Now, to the software tools. I agree that the manufacturer's software tools are always best for each drive. Be sure to run the most thorough scan that tests each sector with a read and a write. This is usually done through a low level format. In doing such tests, be sure to backup your data, as the drive will be super clean when you are done. If done correctly, the data cannot be recovered, not even by a hard drive data recovery service.

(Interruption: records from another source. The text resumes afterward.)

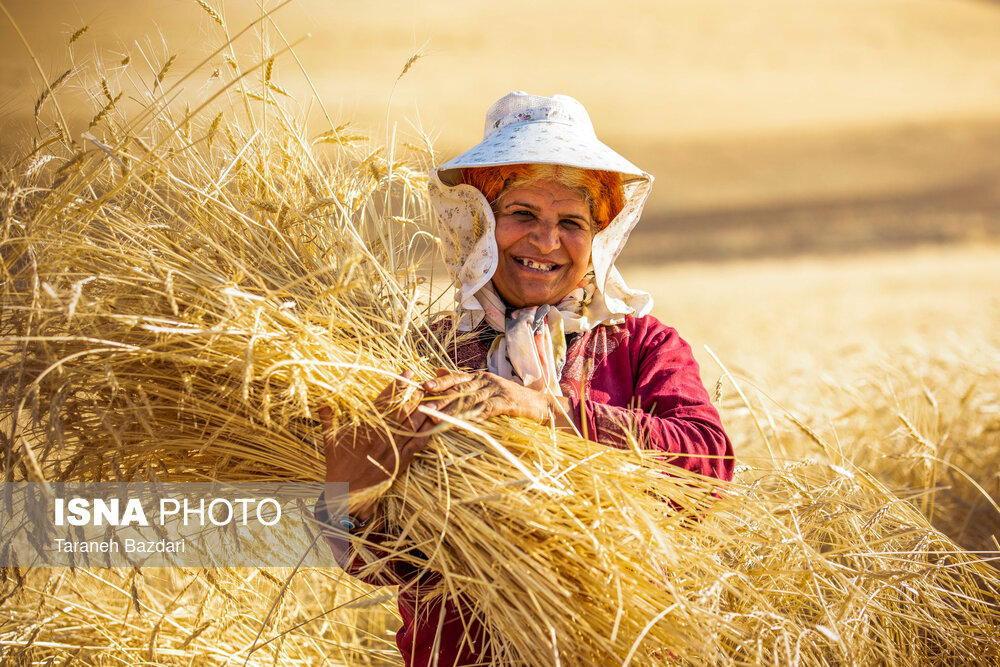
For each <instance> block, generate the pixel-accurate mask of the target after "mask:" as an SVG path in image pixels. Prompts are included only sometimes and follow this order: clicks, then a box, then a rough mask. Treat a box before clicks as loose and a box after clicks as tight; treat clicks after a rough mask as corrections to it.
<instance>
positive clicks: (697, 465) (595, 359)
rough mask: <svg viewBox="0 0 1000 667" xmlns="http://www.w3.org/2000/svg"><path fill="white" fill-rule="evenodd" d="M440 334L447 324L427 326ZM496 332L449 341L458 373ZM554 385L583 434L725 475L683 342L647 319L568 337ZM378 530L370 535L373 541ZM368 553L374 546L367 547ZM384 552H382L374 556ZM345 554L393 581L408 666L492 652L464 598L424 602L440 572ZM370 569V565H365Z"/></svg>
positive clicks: (681, 339)
mask: <svg viewBox="0 0 1000 667" xmlns="http://www.w3.org/2000/svg"><path fill="white" fill-rule="evenodd" d="M434 329H435V334H436V335H438V336H439V337H443V336H446V335H447V334H448V333H449V331H448V330H449V329H450V324H448V325H445V326H441V325H439V326H437V327H435V328H434ZM494 335H495V334H494V333H492V332H490V331H485V330H484V331H482V332H481V335H479V336H477V337H475V338H473V339H471V340H467V341H466V342H464V343H463V344H462V345H458V346H452V347H451V352H452V354H453V358H454V359H455V362H456V363H457V364H458V366H459V367H460V368H463V369H465V370H478V369H485V368H486V353H487V351H488V349H489V344H490V342H491V341H492V338H493V336H494ZM559 385H560V387H561V388H562V391H563V394H564V395H565V396H568V397H569V398H570V401H571V403H572V406H573V414H572V417H573V419H574V421H575V422H576V425H577V427H578V428H579V429H580V431H581V432H582V433H584V434H585V435H586V436H587V437H588V438H589V439H591V440H594V441H596V442H599V443H602V444H606V445H609V446H613V447H614V446H622V445H623V444H624V442H625V438H626V434H625V429H627V430H628V431H629V432H631V433H632V434H638V440H639V442H640V444H641V445H643V446H646V447H650V448H651V449H656V450H659V451H662V452H664V453H665V454H669V455H670V456H669V458H668V460H669V461H670V463H673V464H674V465H677V466H680V467H682V468H686V469H688V470H692V471H695V472H698V473H701V474H703V475H706V476H709V477H715V478H718V479H721V480H726V481H729V480H730V479H732V475H733V449H732V445H731V444H730V442H729V438H728V437H727V436H726V433H725V431H724V430H723V428H722V423H721V422H720V420H719V414H718V412H717V411H716V409H715V407H714V406H713V405H712V404H711V402H710V401H709V397H708V393H707V392H706V391H705V387H704V386H703V385H702V382H701V375H700V373H699V369H698V363H697V362H696V361H695V359H694V356H693V355H692V354H691V348H690V346H689V345H688V344H687V343H686V342H684V340H682V339H681V337H680V336H679V335H677V332H676V331H674V330H673V329H672V328H670V327H668V326H666V325H664V324H662V323H661V322H660V321H659V320H657V319H656V318H655V317H652V316H646V317H626V318H625V321H624V322H623V323H622V324H618V325H606V326H599V327H596V328H595V329H593V330H591V331H589V332H586V333H583V334H580V335H577V336H576V337H575V338H574V339H572V340H571V341H570V342H569V348H568V350H567V353H566V365H565V366H564V367H563V371H562V377H561V378H560V381H559ZM384 539H389V538H387V537H384V536H376V537H375V538H374V540H373V541H374V542H376V544H377V543H379V542H381V541H383V540H384ZM371 551H372V553H373V554H374V555H375V557H376V558H378V557H379V556H380V554H379V553H378V550H377V548H376V549H374V550H371ZM381 555H384V554H381ZM365 565H368V563H366V561H365V560H364V559H363V558H362V557H361V555H360V554H357V553H352V554H351V562H350V563H349V565H348V567H346V568H345V569H346V570H347V571H348V572H349V573H351V574H353V575H355V576H358V577H359V578H360V579H362V580H364V581H366V582H367V583H370V584H374V585H398V586H399V587H400V588H399V595H398V603H399V612H400V615H401V616H402V619H403V627H402V628H400V630H399V631H398V632H397V634H396V644H397V646H398V647H399V650H400V653H402V655H403V660H404V662H405V664H407V665H415V666H421V667H422V666H423V665H441V666H452V665H486V664H489V663H490V660H491V656H490V654H489V651H488V643H489V642H488V638H487V637H486V633H485V629H484V627H483V625H482V623H481V622H480V621H479V619H478V617H477V616H476V614H475V611H474V609H473V608H472V605H471V604H469V602H468V601H465V600H457V601H456V600H451V599H447V600H446V599H443V598H442V597H440V596H438V597H436V598H434V599H431V600H428V599H426V595H425V594H426V593H427V592H430V591H431V590H433V588H434V587H435V585H436V584H437V582H438V581H439V576H438V575H437V574H435V573H433V572H430V571H426V570H421V569H420V568H418V567H416V566H414V565H413V564H411V563H404V562H402V561H400V560H388V561H387V562H386V563H385V564H384V566H383V567H380V568H378V570H379V571H378V572H377V573H375V574H372V573H370V572H369V573H365V572H363V570H364V568H365ZM369 569H371V568H369Z"/></svg>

Other tools that I have used are Drive Fitness Test by Hitachi which works with all brands of drives and is free and Quick Tech Pro by Ultra-X which is a commercial product that tests all your system hardware, as well.
Good luck with your drive.
Luke
We used to have scandisk, it looked prettier
I'll give you an illustration, this is how I can get 40 tabs open in a few minutes, full of worthless but very interesting crap, then I'll do something else and pretend to have "forgotten" about them.
see the image's tooltip on the original page, too
http://xkcd.com/609/
My biggest grievance at the moment with Chrome is on my wife's PC. I haven't given her admin rights, and that's fine for everything, except that Youtube videos now refuse to run more than 17 seconds. After a while I tried running Chrome as administrator (shift right-clik / run as admin), and then it works fine. I don't like that one bit, to be honest, especially as browsers are one of the weakest links in computer security.
This almost looks like a feature, if the browser then displayed "stop fooling around with cat videos and go back to work!" (in a corporate setting)
That has to be a weird bug. The common security complaint about Chrome was that it's a browser you can install with user rights.